クチナシ/gardeniaに続き、芳香樹シリーズということでもう一種。
   「見方が分かれる芳香花木」 [2014.9.13]

そうなれば、当然ながら、ジンチョウゲということになろう。この樹木は中国渡来と言われなくとも、一目というか、一嗅ぎでわかろう。もちろん香るのは花期だけだが。花が枯れてもしばらく余韻が残るから、その強さがわかろうというもの。

大陸では睡香とか瑞香と呼ばれている。
その語源は宗教の聖地でもある廬山に発するとか。誰が作った話かわからぬが、こんなところ。・・・
   <廬山瑞香花始縁>  [廣羣芳譜 卷四十一]
  比丘晝寢磐石上
    夢中聞花香酷烈
    及覺求得之因名睡香。
  四方奇之謂為花中祥瑞
    遂名瑞香。

  (宋代の清異録とされるが.原典ママではなさそう.)

長江辺りが原産とされているが、宋代までは余り知られていなかったようだから、葉の印象からして、雲南あたりから僧侶が持って来たのではなかろうか。それが、庭等に植えられたものと見る。
そして、「色・香・姿・韻」の四絶蜚聲世界の園芸種としての地位を確立したということでは。
こんなところか?・・・
  花色美觀
  滿堂飄香
  樹姿優美
  神韻薀内

やはり「色・香・味・形」で四絶の岩茶で花を愛でるということか。

ちなみに、園藝三寶とは瑞香、君子蘭、五針松(日本)である。

そんなこともあり、現代の観光振興にも有用ということで、以下の詩が引用されることが多い。
  「廬山瑞香」 張祠部
   曾向廬山睡裡聞
   香風占斷世間春。
   窺花莫撲枝頭蝶
   驚覺南窗午夢人。


日宋貿易は盛んだったから、日本にも室町時代に入ってきたと思われるが、その香りに惹かれ、中国名を用いずに「沈丁花」としたのだろう。もちろん、花の香りが「沈香[伽羅香]+丁子/Clove」と考えた訳だ。確かに、そんな気にさせられる芳香である。

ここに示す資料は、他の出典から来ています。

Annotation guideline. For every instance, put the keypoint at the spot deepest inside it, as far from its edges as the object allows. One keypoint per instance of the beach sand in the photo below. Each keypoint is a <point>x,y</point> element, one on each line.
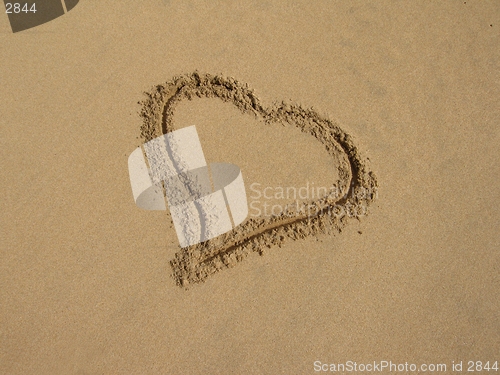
<point>86,277</point>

最初の渡来品種がどのようなものだったかは定かでないが、外側が赤紫系で内側が白色の花が一番ポピュラーな感じがする。純白も結構あるらしいが。
さらに、葉の縁に覆輪と呼ばれる黄色の斑が入っている園芸品種も広がっているそうだ。語呂合わせの「福隣」が悦ばれているということか。
中国大陸では、春節開花という点がお気に入りの肝だと思うが、そうなれば、先ずは黄金色が好まれそうだから、似た品種が色々ありそう。鮮紅色や紅白も縁起良ではあるものの、第一義的にはそうはいくまいから。

などと考えてしまうのは、大寒の花として住居の側に植える樹木と見なしてしまうから。
ところが、昔は、そうでもなかったようである。
畑の際に沢山植えられていたらしい。挿し木で次々と増えるせいもあろうが。

   「沈丁花」 北原白秋
なまめけるわが女、汝は弾きぬ夏の日の曲、
悩ましき眼の色に、髪際の紛おしろひに、
緘みたる色あかき唇に、あるはいやしく
肉の香に倦める猥らなる頬ほほゑみに。

響かふは呪はしき執と欲、ゆめもふくらに
頸巻く毛のぬくみ、真白なるほだしの環
そがうへに我ぞ聴く、沈丁花たぎる畑を、
堪へがたき夏の日を、狂はしき甘きひびきを。

しかはあれ、またも聴く、そが畑に隣る河岸側、
色ざめし浅葱幕しどけなく張りもつらねて、
調ぶるは下司のうた、はしやげる曲馬[チヤリネ]の囃子。

その幕の羅馬字[らうまじ]よ、くるしげに馬は嘶[いなな]き、
大喇叭鄙びたる笑してまたも挑めば
生あつき色と香とひとさやぎ歎きもつるる。

実になまめかしい詩だが、これこそが、日本での本来的な沈丁花のイメージであって、瑞兆の芳香とは見なしていなかったのではあるまいか。